Some limitations should be considered when interpreting the results. First, the study uses observational data. Second, the SES score used is a postal-code average and not derived on a personal level: some SES4 patients might live in an SES1 area and vice versa. Additionally, yearly income or level of education were not separately collected per patient in our study. Third, the level of clinical details per patient is limited. Accordingly, completeness of revascularisation, ventricular function or infarct size are not included and commonly used risk scores (e.g. GRACE risk score) cannot be applied to our study population.

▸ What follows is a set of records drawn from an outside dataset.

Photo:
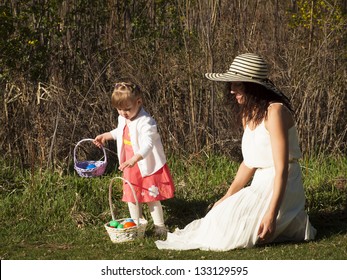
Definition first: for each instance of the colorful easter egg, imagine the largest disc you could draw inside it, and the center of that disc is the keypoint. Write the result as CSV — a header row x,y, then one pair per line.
x,y
114,223
129,225
91,166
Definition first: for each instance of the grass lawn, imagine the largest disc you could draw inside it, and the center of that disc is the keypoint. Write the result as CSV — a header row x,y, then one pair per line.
x,y
46,216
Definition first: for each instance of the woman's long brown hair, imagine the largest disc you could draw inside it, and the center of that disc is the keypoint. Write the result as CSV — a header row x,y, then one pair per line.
x,y
257,99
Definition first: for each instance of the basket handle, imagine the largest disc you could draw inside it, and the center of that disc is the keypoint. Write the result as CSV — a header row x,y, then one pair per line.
x,y
84,140
133,192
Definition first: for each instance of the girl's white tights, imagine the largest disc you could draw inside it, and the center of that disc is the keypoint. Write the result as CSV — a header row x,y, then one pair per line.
x,y
155,209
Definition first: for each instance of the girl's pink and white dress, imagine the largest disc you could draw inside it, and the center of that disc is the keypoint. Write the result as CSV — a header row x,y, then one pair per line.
x,y
154,187
234,223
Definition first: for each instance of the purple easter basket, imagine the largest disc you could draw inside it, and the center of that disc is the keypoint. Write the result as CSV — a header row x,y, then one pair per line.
x,y
90,168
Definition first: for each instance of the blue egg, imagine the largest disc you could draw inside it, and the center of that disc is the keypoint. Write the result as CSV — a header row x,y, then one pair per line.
x,y
91,166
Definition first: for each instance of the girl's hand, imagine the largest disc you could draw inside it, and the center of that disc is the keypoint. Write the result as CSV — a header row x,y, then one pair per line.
x,y
267,228
130,163
101,139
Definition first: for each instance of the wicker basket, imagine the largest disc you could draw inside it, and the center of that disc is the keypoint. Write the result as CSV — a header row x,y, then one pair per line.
x,y
119,235
82,167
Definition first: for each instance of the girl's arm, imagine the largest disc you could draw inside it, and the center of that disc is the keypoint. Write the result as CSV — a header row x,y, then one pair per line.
x,y
278,122
243,176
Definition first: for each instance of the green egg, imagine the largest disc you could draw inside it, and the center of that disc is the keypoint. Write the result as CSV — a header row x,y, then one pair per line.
x,y
114,223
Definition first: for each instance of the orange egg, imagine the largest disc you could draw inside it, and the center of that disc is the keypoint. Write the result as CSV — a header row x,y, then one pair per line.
x,y
129,224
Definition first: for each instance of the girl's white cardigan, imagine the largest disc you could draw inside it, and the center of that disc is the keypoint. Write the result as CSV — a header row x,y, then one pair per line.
x,y
145,141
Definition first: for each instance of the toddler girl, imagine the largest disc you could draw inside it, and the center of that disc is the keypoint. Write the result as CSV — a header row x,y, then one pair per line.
x,y
140,153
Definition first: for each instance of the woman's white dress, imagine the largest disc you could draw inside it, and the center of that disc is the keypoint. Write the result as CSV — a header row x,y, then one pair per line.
x,y
234,223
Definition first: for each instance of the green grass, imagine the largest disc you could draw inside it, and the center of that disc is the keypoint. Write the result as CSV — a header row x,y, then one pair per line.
x,y
47,215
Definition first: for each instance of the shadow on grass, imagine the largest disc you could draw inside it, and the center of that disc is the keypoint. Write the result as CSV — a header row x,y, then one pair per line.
x,y
329,223
180,212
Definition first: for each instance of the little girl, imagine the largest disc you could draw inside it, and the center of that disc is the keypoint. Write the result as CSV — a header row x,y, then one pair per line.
x,y
140,153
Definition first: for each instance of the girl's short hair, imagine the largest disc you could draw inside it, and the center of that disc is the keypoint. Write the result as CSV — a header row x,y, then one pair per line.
x,y
124,92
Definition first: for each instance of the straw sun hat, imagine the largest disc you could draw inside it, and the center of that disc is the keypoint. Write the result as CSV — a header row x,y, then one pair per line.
x,y
248,67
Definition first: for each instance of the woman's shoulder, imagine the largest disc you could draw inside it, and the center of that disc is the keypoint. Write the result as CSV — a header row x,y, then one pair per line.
x,y
279,112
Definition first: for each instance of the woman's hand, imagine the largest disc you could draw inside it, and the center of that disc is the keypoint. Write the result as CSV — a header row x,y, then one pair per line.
x,y
267,227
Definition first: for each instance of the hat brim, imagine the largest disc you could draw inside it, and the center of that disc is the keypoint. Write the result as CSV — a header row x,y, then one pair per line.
x,y
230,77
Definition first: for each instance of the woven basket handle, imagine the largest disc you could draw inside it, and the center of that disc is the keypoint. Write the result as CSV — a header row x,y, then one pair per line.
x,y
133,192
84,140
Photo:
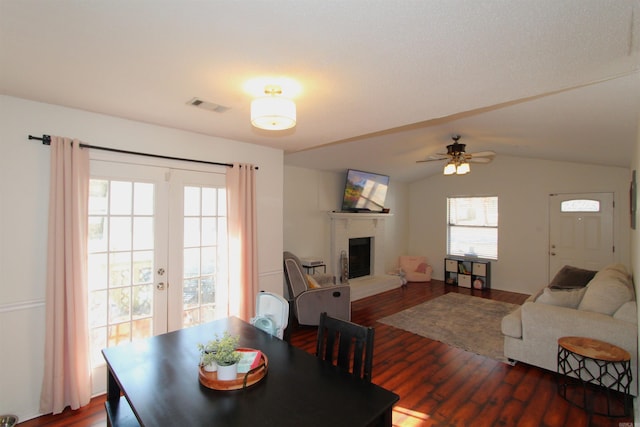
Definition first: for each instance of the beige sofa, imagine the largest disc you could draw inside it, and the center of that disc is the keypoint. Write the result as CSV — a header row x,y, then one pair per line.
x,y
602,308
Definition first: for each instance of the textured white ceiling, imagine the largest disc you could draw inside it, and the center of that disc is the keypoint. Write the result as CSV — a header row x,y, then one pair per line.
x,y
395,79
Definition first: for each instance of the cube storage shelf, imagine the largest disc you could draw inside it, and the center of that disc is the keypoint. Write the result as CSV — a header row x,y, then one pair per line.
x,y
467,273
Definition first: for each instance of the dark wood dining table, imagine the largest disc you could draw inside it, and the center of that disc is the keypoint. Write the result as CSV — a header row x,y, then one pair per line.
x,y
154,382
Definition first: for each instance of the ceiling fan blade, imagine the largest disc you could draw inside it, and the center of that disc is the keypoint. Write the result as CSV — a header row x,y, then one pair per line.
x,y
483,154
434,159
480,159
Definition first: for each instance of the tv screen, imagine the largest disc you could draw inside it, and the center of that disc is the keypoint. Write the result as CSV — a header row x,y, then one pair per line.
x,y
364,191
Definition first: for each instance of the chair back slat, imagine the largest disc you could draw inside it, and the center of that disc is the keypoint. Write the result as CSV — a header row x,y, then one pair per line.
x,y
354,353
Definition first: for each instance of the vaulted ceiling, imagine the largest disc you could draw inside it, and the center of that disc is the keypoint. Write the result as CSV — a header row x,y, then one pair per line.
x,y
384,83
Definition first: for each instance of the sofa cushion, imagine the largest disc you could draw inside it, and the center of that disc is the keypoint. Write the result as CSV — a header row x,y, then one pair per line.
x,y
606,292
628,312
569,298
512,324
570,277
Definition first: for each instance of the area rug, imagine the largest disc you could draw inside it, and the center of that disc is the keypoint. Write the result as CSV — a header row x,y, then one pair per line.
x,y
463,321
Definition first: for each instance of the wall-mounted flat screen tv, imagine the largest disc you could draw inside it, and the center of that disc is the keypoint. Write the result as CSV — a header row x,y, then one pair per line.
x,y
364,191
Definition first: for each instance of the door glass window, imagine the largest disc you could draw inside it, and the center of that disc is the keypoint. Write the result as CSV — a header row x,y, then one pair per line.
x,y
580,205
204,253
120,262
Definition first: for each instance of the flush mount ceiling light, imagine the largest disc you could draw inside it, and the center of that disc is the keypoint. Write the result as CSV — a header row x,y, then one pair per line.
x,y
273,111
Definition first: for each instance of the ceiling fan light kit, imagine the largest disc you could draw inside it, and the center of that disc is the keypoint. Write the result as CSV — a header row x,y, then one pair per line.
x,y
458,159
273,111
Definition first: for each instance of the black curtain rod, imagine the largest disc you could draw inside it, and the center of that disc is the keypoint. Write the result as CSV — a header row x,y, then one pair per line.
x,y
46,140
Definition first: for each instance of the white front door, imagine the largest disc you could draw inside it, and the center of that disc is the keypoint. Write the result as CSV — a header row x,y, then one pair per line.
x,y
156,251
580,231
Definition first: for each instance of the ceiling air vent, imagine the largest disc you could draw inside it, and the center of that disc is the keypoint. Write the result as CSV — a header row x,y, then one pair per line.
x,y
201,103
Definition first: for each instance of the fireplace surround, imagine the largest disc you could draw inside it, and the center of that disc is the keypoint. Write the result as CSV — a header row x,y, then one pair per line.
x,y
345,226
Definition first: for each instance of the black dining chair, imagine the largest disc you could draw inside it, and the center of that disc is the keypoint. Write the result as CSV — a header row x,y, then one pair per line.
x,y
354,346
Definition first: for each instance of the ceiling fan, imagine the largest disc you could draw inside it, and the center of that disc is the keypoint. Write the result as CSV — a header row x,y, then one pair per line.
x,y
458,159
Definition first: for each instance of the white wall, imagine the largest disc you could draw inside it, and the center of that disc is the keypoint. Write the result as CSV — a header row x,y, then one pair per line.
x,y
308,197
24,170
523,187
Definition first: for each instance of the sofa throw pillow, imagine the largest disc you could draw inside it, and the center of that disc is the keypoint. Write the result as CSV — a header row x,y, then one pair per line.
x,y
312,283
570,277
569,298
605,294
628,312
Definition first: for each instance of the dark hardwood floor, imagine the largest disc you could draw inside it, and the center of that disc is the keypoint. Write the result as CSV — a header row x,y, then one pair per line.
x,y
438,385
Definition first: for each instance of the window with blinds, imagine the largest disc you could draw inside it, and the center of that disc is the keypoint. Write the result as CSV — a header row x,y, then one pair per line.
x,y
472,226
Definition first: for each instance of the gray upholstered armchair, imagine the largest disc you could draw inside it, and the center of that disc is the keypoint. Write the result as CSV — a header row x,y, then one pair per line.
x,y
308,302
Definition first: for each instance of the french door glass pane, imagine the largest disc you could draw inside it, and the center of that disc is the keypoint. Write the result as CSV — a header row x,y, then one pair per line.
x,y
121,262
202,219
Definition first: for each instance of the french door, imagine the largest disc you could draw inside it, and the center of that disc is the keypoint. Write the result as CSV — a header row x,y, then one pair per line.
x,y
157,252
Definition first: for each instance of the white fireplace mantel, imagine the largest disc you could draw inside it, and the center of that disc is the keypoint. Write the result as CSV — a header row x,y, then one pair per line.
x,y
360,215
347,225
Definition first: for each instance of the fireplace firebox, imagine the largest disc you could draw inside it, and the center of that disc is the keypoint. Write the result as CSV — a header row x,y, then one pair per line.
x,y
359,257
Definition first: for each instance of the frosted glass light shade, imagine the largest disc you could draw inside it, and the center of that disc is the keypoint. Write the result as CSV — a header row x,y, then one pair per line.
x,y
463,168
273,113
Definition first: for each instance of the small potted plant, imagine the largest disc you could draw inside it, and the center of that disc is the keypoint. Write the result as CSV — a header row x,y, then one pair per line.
x,y
222,352
207,353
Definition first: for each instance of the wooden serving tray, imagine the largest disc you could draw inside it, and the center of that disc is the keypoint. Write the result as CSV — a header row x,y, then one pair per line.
x,y
210,379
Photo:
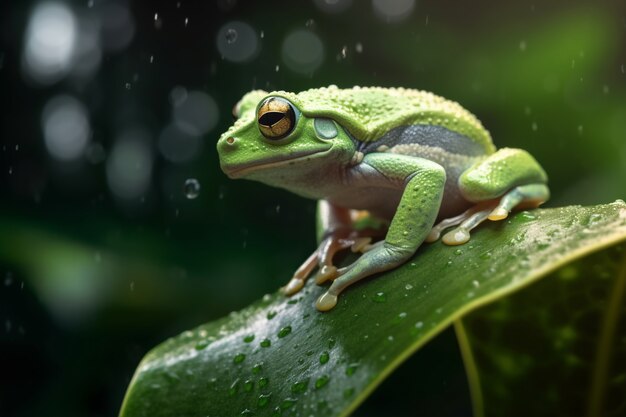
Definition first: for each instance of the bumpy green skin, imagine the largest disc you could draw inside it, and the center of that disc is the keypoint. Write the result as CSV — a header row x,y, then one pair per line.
x,y
408,157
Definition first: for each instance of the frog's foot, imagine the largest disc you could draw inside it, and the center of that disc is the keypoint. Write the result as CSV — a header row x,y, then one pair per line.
x,y
323,257
327,270
524,196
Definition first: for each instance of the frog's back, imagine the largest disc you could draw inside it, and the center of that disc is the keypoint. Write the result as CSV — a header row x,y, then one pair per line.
x,y
377,116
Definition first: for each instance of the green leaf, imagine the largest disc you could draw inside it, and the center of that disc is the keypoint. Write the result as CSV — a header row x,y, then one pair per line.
x,y
281,357
558,348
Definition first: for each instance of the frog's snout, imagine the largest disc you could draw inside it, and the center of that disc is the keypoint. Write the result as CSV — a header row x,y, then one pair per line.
x,y
227,144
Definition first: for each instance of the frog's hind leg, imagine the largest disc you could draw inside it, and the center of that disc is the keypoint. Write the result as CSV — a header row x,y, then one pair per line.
x,y
506,180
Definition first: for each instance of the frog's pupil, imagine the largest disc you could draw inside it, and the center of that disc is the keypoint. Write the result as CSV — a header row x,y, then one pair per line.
x,y
271,118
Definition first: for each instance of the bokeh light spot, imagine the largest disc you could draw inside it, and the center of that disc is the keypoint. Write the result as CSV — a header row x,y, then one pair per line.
x,y
66,128
49,43
237,42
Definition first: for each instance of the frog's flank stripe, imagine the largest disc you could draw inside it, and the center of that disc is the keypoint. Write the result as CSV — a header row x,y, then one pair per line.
x,y
426,135
370,112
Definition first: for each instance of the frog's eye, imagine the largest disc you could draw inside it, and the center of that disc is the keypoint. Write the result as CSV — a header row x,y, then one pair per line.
x,y
276,118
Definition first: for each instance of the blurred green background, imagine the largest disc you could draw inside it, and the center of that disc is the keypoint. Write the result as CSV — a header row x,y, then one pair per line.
x,y
110,107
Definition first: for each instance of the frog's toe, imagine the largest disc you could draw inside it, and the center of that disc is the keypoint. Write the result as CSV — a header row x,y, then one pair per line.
x,y
327,272
499,213
293,286
530,195
457,236
326,302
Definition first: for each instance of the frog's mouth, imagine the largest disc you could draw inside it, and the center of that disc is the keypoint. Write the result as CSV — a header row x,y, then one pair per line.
x,y
238,171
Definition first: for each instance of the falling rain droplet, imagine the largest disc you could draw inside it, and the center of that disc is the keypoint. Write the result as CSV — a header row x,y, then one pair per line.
x,y
192,188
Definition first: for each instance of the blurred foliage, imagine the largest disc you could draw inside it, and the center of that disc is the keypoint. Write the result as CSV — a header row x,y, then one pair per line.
x,y
90,281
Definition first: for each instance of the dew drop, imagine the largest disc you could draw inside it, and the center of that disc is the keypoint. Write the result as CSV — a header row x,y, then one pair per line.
x,y
287,403
264,399
331,343
191,188
351,369
321,381
300,386
232,390
248,385
379,297
202,344
284,331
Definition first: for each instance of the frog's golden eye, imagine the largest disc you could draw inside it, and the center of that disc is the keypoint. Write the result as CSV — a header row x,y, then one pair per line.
x,y
276,118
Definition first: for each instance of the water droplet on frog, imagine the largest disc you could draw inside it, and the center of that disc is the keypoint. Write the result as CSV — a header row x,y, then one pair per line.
x,y
284,331
192,188
231,36
321,381
379,297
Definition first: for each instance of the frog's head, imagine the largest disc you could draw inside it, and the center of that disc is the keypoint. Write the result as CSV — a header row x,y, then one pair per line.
x,y
273,140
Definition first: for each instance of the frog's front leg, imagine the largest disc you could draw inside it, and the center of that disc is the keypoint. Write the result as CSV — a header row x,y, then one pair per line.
x,y
335,232
423,182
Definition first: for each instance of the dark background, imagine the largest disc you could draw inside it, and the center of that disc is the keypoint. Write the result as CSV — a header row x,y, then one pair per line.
x,y
102,253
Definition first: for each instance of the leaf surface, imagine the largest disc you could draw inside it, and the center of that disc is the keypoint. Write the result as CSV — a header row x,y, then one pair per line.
x,y
280,356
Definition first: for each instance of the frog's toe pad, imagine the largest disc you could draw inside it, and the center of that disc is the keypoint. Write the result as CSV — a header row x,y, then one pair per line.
x,y
457,236
326,302
327,272
293,286
499,213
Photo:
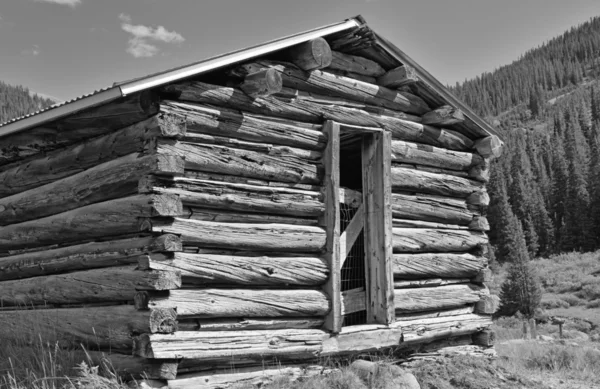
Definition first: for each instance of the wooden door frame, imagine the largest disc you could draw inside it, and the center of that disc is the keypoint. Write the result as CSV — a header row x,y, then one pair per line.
x,y
377,216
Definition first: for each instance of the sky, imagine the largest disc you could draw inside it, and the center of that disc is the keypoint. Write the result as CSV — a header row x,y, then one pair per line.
x,y
66,48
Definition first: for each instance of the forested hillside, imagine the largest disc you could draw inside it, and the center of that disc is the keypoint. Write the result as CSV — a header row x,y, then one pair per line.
x,y
545,189
17,101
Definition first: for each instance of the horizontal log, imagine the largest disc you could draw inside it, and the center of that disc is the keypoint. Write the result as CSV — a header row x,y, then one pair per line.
x,y
83,125
445,115
355,64
240,125
110,218
48,167
431,282
314,54
430,208
398,77
303,344
112,284
264,237
445,265
422,240
244,324
239,197
306,110
431,183
436,298
322,82
111,327
109,180
227,303
207,269
227,160
415,153
84,256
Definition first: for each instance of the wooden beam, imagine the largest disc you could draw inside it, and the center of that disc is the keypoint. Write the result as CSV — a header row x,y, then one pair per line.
x,y
84,256
333,319
377,193
436,298
101,220
207,269
423,240
109,180
314,54
445,265
240,236
235,303
398,77
112,284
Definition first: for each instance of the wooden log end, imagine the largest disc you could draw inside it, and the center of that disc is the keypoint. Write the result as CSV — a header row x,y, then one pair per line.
x,y
311,55
262,83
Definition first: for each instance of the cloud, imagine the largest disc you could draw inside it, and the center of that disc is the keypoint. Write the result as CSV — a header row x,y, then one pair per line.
x,y
70,3
144,38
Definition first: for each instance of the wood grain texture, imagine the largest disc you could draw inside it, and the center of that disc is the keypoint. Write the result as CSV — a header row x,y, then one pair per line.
x,y
112,284
110,327
228,303
207,269
423,240
436,298
110,218
278,166
107,181
84,256
445,265
241,236
431,183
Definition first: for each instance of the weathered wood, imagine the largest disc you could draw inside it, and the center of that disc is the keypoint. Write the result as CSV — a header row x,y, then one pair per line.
x,y
207,269
398,77
264,82
322,82
355,64
436,298
211,303
431,208
431,282
313,112
333,251
110,218
314,54
445,115
431,183
96,285
446,265
218,344
96,327
422,240
354,300
376,167
239,197
110,180
265,237
240,125
489,147
54,165
227,160
255,376
83,125
421,154
244,324
84,256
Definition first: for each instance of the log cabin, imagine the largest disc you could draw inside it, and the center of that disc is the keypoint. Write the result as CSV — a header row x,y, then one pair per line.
x,y
245,216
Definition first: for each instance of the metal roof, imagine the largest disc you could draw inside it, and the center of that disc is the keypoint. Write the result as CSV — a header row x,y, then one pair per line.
x,y
118,90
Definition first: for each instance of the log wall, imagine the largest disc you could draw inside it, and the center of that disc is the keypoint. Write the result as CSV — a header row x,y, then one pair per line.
x,y
195,217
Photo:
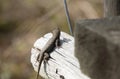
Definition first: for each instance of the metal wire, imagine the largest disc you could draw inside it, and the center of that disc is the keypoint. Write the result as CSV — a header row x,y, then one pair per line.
x,y
68,17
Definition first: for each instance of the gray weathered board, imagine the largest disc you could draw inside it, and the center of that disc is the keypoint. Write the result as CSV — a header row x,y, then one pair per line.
x,y
64,61
97,45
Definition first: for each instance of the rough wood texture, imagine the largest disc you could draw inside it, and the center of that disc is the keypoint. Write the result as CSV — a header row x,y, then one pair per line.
x,y
64,64
111,8
97,47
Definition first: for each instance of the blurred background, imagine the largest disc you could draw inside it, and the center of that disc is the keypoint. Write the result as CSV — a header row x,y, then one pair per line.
x,y
22,22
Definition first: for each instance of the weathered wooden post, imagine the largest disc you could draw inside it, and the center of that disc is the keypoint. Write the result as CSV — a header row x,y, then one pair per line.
x,y
97,43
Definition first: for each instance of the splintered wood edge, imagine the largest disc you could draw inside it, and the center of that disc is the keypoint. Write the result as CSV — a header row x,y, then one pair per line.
x,y
63,65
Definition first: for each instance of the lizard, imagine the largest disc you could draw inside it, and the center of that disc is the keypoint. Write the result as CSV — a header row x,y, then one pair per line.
x,y
52,43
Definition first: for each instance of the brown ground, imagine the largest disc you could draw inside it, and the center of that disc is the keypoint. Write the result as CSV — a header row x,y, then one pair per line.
x,y
24,21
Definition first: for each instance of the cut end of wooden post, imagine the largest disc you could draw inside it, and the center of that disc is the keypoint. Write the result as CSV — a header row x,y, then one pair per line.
x,y
63,64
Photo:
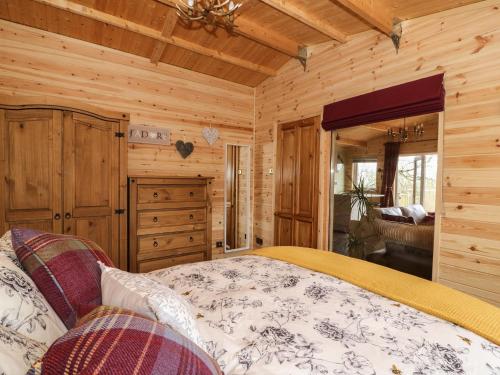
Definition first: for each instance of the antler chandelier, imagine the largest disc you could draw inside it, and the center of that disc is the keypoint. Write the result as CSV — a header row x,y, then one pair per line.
x,y
402,135
211,12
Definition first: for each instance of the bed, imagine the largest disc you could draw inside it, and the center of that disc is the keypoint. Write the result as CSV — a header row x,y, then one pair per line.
x,y
282,310
262,315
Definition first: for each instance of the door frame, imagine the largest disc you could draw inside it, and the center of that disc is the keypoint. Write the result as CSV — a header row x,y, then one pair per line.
x,y
249,220
10,102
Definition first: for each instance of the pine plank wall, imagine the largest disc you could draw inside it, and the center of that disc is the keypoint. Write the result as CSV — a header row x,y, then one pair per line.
x,y
464,43
34,62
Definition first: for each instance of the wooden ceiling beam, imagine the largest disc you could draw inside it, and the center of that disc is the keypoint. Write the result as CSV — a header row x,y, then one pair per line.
x,y
122,23
168,28
259,34
308,18
375,12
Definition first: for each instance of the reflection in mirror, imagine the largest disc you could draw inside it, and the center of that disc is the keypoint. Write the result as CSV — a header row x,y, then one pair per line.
x,y
384,188
237,198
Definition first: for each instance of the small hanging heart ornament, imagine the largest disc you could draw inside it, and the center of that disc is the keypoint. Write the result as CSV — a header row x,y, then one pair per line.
x,y
185,149
211,135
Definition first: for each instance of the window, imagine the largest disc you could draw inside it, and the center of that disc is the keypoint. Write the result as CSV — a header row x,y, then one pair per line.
x,y
416,181
366,171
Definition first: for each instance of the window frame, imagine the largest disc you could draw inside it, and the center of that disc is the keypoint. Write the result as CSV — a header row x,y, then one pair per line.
x,y
423,175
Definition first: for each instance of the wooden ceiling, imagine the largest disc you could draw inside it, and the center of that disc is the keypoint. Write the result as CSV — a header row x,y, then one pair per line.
x,y
268,34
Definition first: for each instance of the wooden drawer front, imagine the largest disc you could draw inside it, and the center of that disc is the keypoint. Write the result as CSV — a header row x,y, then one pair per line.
x,y
155,264
152,219
171,241
165,194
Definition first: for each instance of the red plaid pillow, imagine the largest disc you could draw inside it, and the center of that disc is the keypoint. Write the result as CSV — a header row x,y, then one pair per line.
x,y
111,340
64,268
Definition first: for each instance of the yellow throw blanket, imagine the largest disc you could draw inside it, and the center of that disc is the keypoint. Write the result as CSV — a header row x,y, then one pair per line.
x,y
449,304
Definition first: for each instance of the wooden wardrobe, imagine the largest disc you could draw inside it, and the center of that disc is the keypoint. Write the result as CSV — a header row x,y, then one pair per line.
x,y
64,170
297,163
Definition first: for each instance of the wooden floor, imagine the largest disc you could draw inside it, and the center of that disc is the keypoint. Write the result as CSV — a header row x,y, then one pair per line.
x,y
232,254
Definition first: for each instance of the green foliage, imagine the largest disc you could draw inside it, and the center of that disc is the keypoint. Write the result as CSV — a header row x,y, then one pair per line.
x,y
363,233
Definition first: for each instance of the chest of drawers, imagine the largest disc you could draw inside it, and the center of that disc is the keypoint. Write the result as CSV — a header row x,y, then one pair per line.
x,y
170,221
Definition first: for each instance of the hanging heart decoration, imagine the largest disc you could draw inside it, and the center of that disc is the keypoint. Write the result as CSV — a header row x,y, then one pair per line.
x,y
210,134
185,149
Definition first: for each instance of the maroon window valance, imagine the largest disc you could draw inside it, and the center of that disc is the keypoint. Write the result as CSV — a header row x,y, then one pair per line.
x,y
414,98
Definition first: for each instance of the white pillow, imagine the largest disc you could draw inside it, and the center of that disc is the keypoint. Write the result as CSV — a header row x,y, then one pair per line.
x,y
395,211
23,308
18,352
416,211
149,298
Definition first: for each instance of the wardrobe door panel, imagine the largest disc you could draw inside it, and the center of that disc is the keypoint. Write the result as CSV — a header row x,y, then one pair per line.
x,y
286,169
296,207
303,233
283,235
31,169
91,180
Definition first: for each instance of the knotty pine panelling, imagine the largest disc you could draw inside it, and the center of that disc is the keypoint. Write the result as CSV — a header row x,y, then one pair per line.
x,y
465,44
35,62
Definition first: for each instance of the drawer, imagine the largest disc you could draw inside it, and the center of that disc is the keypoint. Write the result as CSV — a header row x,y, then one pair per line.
x,y
155,264
154,219
153,244
173,193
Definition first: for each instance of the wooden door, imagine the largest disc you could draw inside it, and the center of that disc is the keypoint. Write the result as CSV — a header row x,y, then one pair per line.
x,y
297,183
31,169
230,197
92,180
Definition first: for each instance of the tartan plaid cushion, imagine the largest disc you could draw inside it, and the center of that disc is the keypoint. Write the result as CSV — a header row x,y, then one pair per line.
x,y
64,268
111,340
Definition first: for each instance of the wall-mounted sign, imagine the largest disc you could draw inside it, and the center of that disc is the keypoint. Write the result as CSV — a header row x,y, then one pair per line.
x,y
148,134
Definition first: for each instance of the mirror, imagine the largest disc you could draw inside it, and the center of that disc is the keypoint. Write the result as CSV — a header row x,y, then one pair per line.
x,y
237,198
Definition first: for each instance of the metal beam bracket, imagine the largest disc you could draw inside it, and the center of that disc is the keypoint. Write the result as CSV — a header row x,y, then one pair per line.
x,y
397,33
302,56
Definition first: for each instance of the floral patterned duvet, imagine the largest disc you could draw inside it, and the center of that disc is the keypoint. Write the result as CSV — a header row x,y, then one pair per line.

Lastly, the total number of CABG procedures performed in our population could be underestimated because one off-site PCI centre was included.

Conclusion

Claims data combined with area-specific socioeconomic statistics provide unique insight into regional myocardial infarction healthcare in the Netherlands. A focus on primary prevention strategies and improved medication adherence in low and high SES classes, respectively, could be the next steps toward further improving regional cardiovascular healthcare.